Ultimately, a key reason to write these papers in the first place is to guide practitioners in the field, right? Otherwise science itself is just a big (redacted term that can get people shadow-banned for simply using it).

As one of those practitioners, I've found good review/survey papers to be incredibly valuable. They call my attention to the important publications and provide at least a basic timeline that helps me understand how the field has evolved from the beginning and what aspects people are focusing on now.

At the same time, I'll confess that I don't really see why most such papers couldn't be written by LLMs. Ideally by better LLMs than we have now, of course, but that could go without saying.

JumpCrisscross

a day ago

> you can generate these things in a couple of iterations with AI

The problem is you can’t.

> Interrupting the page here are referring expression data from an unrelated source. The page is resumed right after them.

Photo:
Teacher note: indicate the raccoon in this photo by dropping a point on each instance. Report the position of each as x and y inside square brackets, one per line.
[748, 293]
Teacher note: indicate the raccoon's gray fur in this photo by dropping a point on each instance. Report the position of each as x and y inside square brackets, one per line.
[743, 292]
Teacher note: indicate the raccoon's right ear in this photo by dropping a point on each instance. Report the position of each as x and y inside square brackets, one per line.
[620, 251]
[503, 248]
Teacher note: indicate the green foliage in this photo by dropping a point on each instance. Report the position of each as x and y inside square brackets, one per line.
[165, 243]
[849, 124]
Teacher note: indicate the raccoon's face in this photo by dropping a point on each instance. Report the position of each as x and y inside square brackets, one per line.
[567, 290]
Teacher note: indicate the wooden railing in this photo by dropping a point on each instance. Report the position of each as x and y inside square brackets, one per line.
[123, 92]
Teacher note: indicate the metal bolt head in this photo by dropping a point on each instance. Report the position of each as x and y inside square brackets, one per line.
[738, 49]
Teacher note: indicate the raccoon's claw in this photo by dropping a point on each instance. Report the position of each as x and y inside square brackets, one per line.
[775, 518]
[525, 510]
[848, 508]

Not without careful review of the output. (Certainly not if you’re writing about anything remotely novel and thus useful.)

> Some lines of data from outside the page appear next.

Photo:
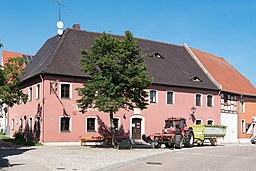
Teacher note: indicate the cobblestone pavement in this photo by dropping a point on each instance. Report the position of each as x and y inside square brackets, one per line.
[70, 157]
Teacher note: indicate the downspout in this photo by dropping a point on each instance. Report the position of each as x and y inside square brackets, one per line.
[43, 119]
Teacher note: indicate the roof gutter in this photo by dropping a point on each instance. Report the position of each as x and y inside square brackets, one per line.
[201, 66]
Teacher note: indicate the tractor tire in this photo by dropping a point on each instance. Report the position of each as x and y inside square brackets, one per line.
[189, 138]
[178, 141]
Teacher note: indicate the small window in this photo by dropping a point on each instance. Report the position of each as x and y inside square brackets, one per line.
[91, 124]
[30, 94]
[38, 91]
[169, 97]
[243, 105]
[65, 124]
[116, 123]
[209, 101]
[12, 124]
[21, 125]
[198, 122]
[209, 122]
[243, 128]
[65, 91]
[198, 100]
[152, 95]
[30, 124]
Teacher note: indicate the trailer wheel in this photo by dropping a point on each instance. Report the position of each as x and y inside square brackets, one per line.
[178, 142]
[189, 138]
[213, 142]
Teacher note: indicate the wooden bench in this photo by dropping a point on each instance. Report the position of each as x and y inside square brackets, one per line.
[86, 139]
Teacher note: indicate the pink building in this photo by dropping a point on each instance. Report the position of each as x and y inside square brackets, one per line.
[51, 114]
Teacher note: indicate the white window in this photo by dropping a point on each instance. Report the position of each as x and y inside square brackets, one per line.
[91, 124]
[65, 124]
[198, 100]
[209, 100]
[243, 128]
[170, 97]
[198, 122]
[65, 90]
[12, 124]
[30, 94]
[30, 124]
[38, 91]
[116, 122]
[210, 122]
[153, 96]
[243, 105]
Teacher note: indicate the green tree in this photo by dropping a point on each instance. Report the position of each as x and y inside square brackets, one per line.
[118, 76]
[10, 92]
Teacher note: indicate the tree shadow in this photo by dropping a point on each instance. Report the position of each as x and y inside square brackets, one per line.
[7, 149]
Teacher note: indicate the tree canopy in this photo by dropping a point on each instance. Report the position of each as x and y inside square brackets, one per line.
[118, 76]
[10, 92]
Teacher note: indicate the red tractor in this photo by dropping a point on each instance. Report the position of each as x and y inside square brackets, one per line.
[175, 134]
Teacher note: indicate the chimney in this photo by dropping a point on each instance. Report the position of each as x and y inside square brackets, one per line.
[76, 26]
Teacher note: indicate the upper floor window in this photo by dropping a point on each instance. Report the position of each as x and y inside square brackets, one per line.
[198, 122]
[38, 91]
[91, 124]
[243, 128]
[210, 122]
[30, 94]
[209, 101]
[65, 91]
[152, 96]
[169, 97]
[198, 100]
[243, 105]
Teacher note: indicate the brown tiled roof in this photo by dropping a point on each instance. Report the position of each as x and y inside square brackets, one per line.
[225, 74]
[61, 56]
[6, 55]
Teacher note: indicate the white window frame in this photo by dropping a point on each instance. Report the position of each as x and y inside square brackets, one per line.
[156, 101]
[210, 120]
[243, 126]
[199, 120]
[207, 100]
[30, 93]
[201, 99]
[38, 86]
[96, 124]
[70, 124]
[13, 123]
[243, 106]
[70, 90]
[173, 97]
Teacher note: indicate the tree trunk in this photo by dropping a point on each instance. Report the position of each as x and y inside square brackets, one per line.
[112, 128]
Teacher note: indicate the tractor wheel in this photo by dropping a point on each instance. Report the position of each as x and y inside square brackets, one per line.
[189, 138]
[178, 142]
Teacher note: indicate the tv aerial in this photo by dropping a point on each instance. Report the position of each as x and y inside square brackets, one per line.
[60, 24]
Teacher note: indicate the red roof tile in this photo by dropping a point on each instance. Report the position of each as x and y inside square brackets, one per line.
[225, 74]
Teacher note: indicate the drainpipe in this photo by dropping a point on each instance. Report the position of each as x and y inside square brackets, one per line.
[43, 121]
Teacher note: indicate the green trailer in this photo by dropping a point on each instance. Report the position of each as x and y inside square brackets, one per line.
[208, 132]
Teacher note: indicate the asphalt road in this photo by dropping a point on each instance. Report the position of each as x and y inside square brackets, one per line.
[225, 157]
[221, 158]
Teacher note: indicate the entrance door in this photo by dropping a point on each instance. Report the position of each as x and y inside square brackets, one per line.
[136, 128]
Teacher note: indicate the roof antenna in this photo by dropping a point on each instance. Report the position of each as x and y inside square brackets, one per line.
[60, 24]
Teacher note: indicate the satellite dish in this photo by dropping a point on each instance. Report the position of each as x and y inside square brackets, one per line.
[60, 25]
[60, 32]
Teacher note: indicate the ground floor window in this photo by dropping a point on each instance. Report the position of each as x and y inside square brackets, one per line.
[91, 124]
[65, 124]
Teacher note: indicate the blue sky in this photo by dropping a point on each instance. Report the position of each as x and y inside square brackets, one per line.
[226, 28]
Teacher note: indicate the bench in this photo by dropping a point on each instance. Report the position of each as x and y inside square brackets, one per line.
[94, 139]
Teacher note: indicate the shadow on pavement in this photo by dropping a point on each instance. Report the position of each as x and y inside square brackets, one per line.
[9, 149]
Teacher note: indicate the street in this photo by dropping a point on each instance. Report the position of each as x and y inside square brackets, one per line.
[223, 157]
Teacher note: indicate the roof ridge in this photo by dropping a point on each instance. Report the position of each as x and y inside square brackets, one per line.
[57, 48]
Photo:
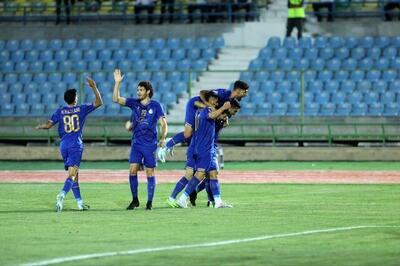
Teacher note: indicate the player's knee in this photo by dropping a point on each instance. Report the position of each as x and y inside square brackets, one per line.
[149, 172]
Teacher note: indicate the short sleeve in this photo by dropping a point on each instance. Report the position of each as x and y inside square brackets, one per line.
[87, 108]
[160, 111]
[131, 102]
[55, 118]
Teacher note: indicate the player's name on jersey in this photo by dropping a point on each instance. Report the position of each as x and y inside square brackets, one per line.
[70, 111]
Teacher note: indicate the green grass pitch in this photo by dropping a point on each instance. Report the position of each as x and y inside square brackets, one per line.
[30, 230]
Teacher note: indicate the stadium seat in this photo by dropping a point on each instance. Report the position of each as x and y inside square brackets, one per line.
[375, 109]
[17, 56]
[365, 64]
[325, 75]
[357, 75]
[320, 42]
[70, 44]
[280, 53]
[188, 43]
[311, 109]
[274, 42]
[127, 44]
[343, 109]
[84, 44]
[327, 109]
[359, 109]
[338, 97]
[374, 53]
[55, 44]
[105, 55]
[173, 43]
[336, 42]
[382, 41]
[60, 55]
[326, 53]
[311, 54]
[305, 43]
[382, 63]
[341, 75]
[113, 44]
[265, 53]
[270, 64]
[370, 97]
[391, 109]
[296, 53]
[358, 53]
[347, 86]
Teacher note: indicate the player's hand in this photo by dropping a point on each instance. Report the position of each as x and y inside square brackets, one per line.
[118, 77]
[226, 105]
[91, 83]
[161, 143]
[128, 125]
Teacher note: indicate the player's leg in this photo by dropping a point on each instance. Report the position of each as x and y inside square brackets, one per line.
[135, 158]
[191, 186]
[180, 185]
[149, 160]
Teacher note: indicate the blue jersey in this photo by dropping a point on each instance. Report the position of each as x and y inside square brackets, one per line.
[144, 119]
[70, 123]
[203, 137]
[223, 95]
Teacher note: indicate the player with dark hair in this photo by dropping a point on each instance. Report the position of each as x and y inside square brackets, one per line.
[204, 153]
[71, 120]
[146, 113]
[240, 90]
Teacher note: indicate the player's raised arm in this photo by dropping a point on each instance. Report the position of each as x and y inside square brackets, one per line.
[98, 101]
[164, 131]
[204, 102]
[218, 112]
[48, 125]
[118, 80]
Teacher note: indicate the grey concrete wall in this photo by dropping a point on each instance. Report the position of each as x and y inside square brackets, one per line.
[230, 153]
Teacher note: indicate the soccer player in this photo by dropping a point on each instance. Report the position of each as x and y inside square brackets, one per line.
[204, 153]
[71, 120]
[240, 90]
[190, 164]
[146, 113]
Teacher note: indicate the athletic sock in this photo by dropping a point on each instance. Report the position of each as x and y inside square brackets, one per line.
[191, 186]
[208, 189]
[77, 191]
[180, 185]
[178, 138]
[214, 185]
[151, 186]
[67, 186]
[133, 182]
[201, 186]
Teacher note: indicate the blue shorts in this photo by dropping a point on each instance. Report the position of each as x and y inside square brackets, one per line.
[190, 113]
[72, 156]
[190, 159]
[145, 155]
[205, 162]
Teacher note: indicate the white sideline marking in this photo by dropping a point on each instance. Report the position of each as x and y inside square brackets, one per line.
[211, 244]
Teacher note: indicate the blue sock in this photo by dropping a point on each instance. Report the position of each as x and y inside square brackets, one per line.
[151, 187]
[193, 183]
[178, 138]
[214, 185]
[208, 189]
[133, 182]
[180, 185]
[67, 185]
[76, 190]
[201, 186]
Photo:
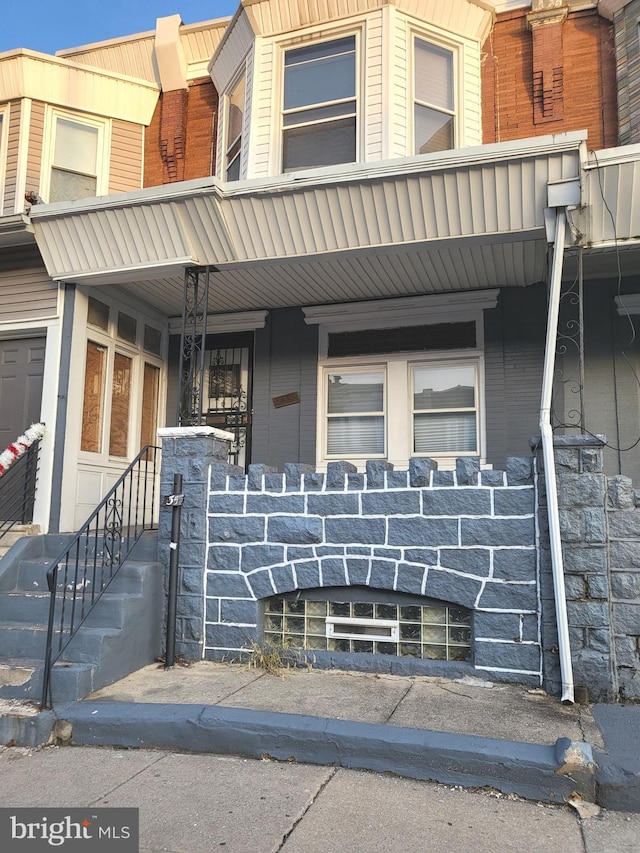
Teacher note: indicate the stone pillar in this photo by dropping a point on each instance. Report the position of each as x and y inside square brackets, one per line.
[189, 451]
[581, 488]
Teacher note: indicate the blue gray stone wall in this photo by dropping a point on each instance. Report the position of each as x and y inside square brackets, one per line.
[466, 537]
[582, 488]
[623, 515]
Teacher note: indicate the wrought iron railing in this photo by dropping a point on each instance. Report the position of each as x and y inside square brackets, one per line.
[18, 490]
[81, 574]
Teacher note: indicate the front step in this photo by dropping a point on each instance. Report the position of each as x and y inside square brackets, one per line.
[121, 633]
[17, 532]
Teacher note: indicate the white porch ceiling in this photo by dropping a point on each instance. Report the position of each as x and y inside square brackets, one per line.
[459, 220]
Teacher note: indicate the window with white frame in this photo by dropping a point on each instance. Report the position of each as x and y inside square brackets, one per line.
[121, 383]
[434, 97]
[76, 164]
[320, 104]
[235, 108]
[401, 406]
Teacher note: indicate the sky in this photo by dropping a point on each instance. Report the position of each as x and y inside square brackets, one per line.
[51, 25]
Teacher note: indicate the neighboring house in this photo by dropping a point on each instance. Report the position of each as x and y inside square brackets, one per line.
[366, 201]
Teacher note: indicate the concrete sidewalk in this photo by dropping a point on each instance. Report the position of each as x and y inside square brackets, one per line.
[465, 732]
[201, 803]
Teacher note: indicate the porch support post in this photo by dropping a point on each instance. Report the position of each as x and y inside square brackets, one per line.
[192, 346]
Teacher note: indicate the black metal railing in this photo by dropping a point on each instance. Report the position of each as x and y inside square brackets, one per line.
[18, 490]
[81, 574]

But not everyone knows that, which turns private ignorance into a public review problem.

physarum_salad

a day ago

Are review papers centred on novel research? I get what you mean ofc but most are really mundane overviews. In good review papers the authors offer novel interpretations/directions but even then it involves a lot of grunt work too.

awestroke

a day ago

A good review paper is infinitely better than an llm managing to find a few papers and making a summary. A knowledgeable researcher knows which papers are outdated and can make a trustworthy review paper, an LLM can't easily do that yet

physarum_salad

a day ago

Ok I take your point. However, it is possible to generate a middling review paper combining ai generated slop and edits. Maybe we would be tricked by it in certain circumstances. I don't mean to imply these outputs are something I would value reading. I am just arguing in favour of the proposed approach of arXiv.

JumpCrisscross

a day ago

> it is possible to generate a middling review paper combining ai generated slop and edits

If you’re an expert. If you’re not, you’ll publish, best case, bullshit. (Worst case lies.)

bulubulu

a day ago

Review papers are summarizations to recent updates in the field that deserve fellow researchers' attention. Such works should be done annually or at most quarterly in my opinion, to include only time-tested results. If hundreds of review papers are published every month, I am afraid that their quality in terms of paper selection and innovative interpretation/direction will not be much higher than the content generated by LLM, even if written word-to-word by a real scientist.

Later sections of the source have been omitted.